Le Conseil constitutionnel, par la décision n° 2025-6440 AN du 19 juin 2025, s’est prononcé sur le non-respect des obligations de dépôt des comptes. Un candidat aux élections législatives de juin et juillet 2024 a omis de transmettre son document comptable dans les délais prescrits par la loi. Ayant obtenu plus de 1 % des suffrages exprimés, l’intéressé devait impérativement déposer son compte avant le dixième vendredi suivant le premier tour. La Commission nationale des comptes de campagne et des financements politiques a saisi la juridiction constitutionnelle le 23 janvier 2025 pour ce manquement. Le candidat a produit un compte tardif le 24 janvier 2025 tout en admettant son erreur sans invoquer de circonstances justificatives particulières. La question juridique réside dans la qualification d’un tel manquement au regard de l’exigence de transparence financière des campagnes électorales de la République. Le juge constitutionnel déclare le candidat inéligible pour trois ans en raison de la particulière gravité de l’omission constatée durant la période légale.

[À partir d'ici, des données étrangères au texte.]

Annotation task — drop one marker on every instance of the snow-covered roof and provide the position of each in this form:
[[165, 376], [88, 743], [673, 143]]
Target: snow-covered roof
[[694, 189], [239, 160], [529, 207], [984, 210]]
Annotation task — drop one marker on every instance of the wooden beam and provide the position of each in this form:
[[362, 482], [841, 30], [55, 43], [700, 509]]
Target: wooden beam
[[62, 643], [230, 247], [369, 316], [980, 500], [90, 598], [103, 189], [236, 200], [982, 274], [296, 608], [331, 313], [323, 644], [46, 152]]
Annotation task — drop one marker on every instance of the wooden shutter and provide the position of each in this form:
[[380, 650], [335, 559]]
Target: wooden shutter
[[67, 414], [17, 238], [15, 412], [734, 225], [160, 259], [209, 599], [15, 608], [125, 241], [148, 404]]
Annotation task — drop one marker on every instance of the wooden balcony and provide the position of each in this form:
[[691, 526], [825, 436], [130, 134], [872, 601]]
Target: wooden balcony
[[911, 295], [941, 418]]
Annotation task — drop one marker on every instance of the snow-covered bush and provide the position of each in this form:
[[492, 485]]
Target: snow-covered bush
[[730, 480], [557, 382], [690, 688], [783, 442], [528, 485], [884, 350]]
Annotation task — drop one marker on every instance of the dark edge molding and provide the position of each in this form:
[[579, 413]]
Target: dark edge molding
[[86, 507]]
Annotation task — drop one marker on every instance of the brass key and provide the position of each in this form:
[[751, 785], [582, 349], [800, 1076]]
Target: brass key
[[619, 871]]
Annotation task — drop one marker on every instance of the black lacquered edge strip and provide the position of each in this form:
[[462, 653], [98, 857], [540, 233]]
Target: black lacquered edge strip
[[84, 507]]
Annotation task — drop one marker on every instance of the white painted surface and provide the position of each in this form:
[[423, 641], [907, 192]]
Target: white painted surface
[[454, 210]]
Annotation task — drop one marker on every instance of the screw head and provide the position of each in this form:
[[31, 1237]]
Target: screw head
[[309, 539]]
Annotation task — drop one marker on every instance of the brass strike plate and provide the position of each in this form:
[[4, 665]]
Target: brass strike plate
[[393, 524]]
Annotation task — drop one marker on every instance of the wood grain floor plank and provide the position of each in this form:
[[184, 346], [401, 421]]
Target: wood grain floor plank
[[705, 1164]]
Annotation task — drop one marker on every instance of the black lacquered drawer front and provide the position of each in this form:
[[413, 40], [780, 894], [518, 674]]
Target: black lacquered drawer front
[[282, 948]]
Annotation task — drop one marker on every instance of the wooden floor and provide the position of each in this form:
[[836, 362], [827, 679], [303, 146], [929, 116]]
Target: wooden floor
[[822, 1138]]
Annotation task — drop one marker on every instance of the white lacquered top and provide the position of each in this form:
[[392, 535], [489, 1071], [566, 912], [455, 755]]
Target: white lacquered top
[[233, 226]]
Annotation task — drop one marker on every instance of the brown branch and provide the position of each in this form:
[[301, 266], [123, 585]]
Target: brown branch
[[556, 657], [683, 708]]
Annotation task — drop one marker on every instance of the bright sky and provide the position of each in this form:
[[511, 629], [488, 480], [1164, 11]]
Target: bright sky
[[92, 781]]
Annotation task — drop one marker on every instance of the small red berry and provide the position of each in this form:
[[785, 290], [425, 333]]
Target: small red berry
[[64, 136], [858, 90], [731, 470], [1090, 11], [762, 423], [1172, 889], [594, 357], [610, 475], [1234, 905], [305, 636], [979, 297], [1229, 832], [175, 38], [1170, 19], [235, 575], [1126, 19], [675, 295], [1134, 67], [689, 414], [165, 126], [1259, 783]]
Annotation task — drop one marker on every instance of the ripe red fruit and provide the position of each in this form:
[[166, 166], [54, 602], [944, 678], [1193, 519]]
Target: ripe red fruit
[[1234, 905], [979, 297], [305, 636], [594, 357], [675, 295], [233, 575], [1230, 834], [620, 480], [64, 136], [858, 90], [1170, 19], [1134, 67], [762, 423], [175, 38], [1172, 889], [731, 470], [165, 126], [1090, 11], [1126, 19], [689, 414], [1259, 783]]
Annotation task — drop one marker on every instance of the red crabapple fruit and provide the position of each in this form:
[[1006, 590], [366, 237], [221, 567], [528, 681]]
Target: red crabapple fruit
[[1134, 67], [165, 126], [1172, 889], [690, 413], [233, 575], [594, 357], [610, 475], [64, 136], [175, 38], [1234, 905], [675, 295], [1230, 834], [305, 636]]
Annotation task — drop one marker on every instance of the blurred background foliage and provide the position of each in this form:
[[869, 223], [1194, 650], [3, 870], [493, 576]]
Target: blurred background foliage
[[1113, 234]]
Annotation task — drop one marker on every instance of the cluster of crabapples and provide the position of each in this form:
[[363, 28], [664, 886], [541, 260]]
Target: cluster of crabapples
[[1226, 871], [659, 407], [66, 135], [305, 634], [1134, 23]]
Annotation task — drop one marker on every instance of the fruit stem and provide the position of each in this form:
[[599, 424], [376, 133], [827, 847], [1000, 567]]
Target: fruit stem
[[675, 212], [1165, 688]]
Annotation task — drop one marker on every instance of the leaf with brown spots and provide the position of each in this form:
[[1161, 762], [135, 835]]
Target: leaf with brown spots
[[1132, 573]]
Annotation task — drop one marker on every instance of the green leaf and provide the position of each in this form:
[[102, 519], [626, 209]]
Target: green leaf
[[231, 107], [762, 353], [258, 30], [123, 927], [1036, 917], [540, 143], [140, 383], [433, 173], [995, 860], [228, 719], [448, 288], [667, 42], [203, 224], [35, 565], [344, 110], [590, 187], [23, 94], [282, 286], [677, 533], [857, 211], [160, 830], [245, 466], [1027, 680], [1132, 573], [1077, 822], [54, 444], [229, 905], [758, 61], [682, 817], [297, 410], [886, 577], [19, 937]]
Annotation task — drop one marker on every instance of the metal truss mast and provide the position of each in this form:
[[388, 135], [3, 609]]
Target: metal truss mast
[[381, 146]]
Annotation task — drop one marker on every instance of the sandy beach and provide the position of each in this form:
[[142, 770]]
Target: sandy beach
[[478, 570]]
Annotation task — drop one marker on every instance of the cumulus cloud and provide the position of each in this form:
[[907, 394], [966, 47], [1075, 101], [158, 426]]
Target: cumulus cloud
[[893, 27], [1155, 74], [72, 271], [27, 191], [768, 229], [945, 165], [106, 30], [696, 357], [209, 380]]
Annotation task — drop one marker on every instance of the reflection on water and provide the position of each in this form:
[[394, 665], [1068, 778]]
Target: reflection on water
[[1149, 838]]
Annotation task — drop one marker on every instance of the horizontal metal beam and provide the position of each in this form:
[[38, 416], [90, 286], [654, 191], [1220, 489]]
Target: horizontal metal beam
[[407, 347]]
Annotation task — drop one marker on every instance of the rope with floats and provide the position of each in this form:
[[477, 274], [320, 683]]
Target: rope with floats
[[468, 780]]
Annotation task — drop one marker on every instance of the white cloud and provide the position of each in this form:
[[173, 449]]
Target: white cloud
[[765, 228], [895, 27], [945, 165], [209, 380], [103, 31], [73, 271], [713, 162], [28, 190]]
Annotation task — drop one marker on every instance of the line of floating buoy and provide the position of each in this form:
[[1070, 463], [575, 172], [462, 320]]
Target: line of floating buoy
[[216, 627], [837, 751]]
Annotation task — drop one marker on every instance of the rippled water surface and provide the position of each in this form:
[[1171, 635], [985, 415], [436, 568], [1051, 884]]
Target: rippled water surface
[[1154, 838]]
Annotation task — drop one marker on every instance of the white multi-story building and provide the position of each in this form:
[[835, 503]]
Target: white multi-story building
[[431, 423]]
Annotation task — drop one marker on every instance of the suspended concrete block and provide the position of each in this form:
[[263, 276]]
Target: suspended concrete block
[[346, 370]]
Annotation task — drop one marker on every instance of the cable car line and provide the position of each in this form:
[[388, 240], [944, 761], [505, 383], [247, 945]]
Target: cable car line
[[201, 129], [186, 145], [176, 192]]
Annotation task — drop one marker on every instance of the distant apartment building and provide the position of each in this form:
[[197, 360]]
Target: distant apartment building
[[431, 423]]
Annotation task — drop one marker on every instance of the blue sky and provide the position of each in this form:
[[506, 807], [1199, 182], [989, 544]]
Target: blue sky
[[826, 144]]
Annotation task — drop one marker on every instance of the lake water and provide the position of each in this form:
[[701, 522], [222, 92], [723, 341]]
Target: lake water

I. L’affirmation d’une obligation de transparence électorale impérative
A. La rigueur du cadre temporel imposé pour le dépôt des comptes Le code électoral impose à tout candidat ayant franchi le seuil des suffrages exprimés l’établissement d’un compte de campagne obligatoirement équilibré ou excédentaire. Ce document retrace « l’ensemble des recettes perçues et, selon leur nature, l’ensemble des dépenses engagées ou effectuées en vue de l’élection ». Le dépôt doit intervenir auprès de l’autorité de contrôle avant une échéance fixe pour garantir la sincérité du scrutin et l’égalité des candidats. La juridiction rappelle ainsi la force obligatoire des délais légaux qui encadrent strictement les modalités de financement de la vie politique en France.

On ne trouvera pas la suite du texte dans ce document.